Avant de clore cette communication, je dois ajouter que, malgré les recherches les plus assidues, on n’a pas trouvé de testament parmi les papiers de feu le capitaine Treverton. Il avait disposé, comme vous le savez, de Porthgenna : il ne lui restait donc plus, au moment de son décès, que sa fortune mobilière, provenant de la vente de ce domaine. Celle-ci, par suite de sa mort ab intestat, échoit légalement à sa fille, la plus proche héritière du sang.

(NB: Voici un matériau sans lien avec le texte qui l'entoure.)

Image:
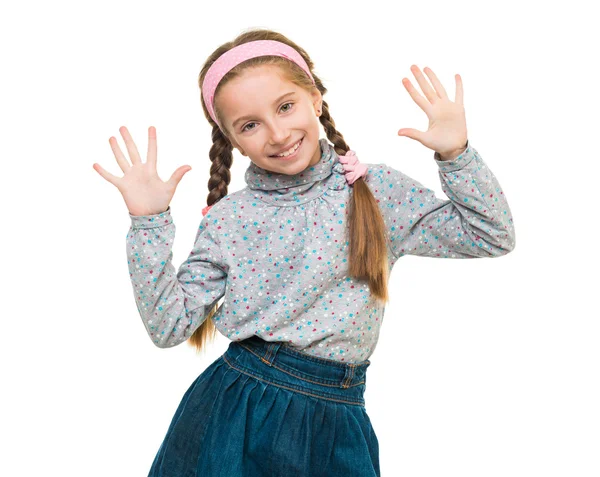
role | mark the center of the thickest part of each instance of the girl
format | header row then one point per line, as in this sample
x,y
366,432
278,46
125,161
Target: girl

Je suis, Monsieur, votre très-obéissant serviteur,

Alexander Nixon.

Le bout de papier tombé sur la table renfermait l’extrait du Times. Celui du journal de Cornouailles, que Shrowl avait ramassé sur le parquet, fut poussé par lui, dans un accès de déférence passagère, sous les yeux de son maître, aussitôt après qu’il en eut pris lecture. M. Treverton ne s’inquiéta ni de l’un ni de l’autre. Il demeurait assis, les yeux toujours arrêtés sur la lettre, même après l’avoir lue à trois reprises.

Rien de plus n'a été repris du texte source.